This year’s New York City programming, as posted on the NYC Bird Alliance schedule, includes events like beginner birding and a sunset outing at Shirley Chisholm State Park in Brooklyn; a walk at Evergreens Cemetery on the Queens-Brooklyn border with the Evergreens Cemetery Preservation Fund; an introduction to birding in Morningside Park with the West Harlem Art Fund; a Birds & Brews gathering at Marsha P. Johnson State Park in Brooklyn; a northern-end walk in Riverside Park with Riverside Park Conservancy; and an outing in the Bronx River Forest with Bronx River Alliance.
The NYC Bird Alliance says all of its Black Birders Week events are free, with registration encouraged and only one event requiring advance sign-up. Black Birders Week participants receive guides and binoculars and learn to identify species, slow down, and observe.

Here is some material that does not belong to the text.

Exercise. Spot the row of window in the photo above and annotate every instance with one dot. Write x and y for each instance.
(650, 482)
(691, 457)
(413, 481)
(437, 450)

For 2026, Black AF In STEM says the week’s theme is “Flyways & Freedom: Advocacy, Action, and the Future,” with Laridae — gulls, skimmers, noddies, and terns — serving as the bird family of the year. On its face, that might sound unusual in a city where gulls are often dismissed as background noise, but the choice is deliberate.
“We’re looking at migration patterns and how effective conservation needs to consider both how birds migrate and how human migration affects that,” Black AF In STEM 2026 planning team member Ade Ben-Sal told the AmNews. “And not just the movement of humans themselves, but also the political and social restrictions on that movement and how that also affects both humans and birds.”

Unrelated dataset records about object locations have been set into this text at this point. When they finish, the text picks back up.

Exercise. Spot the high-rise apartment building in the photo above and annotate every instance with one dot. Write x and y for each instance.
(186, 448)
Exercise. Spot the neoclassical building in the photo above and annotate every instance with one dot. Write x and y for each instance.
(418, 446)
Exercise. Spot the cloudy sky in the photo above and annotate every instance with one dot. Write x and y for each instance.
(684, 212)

The “Flyways & Freedom” theme draws a line between migration routes, ecological survival, and the politics of movement: who gets to move safely, who is stopped, who is displaced, and who is welcomed. For people of African descent, that idea also looks at the African diaspora and how migration is not an abstraction. It is a reference to history, survival, rupture, adaptation, forced movement, chosen movement, and the work of making home across borders and coastlines. Ben-Sal said gulls and their relatives are useful not only because they are familiar and underestimated, but because they physically connect shorelines and continents in ways that mirror a broader Black global story.

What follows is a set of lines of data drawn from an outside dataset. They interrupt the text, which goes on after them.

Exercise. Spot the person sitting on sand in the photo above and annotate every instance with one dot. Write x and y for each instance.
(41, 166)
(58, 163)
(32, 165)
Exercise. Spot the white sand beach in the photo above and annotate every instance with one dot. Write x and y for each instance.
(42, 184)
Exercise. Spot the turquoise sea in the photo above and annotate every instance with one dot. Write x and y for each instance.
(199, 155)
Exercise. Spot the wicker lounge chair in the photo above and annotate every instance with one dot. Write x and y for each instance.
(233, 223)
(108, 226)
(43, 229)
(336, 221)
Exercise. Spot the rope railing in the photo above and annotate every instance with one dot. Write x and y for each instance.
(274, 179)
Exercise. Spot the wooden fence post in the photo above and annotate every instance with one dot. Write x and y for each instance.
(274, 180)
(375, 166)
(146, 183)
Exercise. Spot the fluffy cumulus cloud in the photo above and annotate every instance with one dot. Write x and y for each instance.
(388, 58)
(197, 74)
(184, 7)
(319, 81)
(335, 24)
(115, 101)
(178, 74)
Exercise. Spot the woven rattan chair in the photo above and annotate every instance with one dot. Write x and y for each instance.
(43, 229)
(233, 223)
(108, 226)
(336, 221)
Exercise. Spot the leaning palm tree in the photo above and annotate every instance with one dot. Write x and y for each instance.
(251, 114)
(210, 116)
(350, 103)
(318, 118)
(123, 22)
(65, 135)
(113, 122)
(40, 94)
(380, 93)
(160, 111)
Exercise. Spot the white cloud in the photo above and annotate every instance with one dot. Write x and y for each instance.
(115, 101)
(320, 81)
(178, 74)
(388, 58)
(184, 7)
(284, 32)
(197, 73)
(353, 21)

“They’re very resourceful, and there’s a good variety of them that are sort of pan-oceanic, if you will. So people in different parts of Europe and West Africa will have seen them, or we’ll see the same species as we’re seeing here in the Americas, and then some species migrate up and down the coast of each hemisphere. So it’s sort of connecting Black folks across much of our diaspora globally.”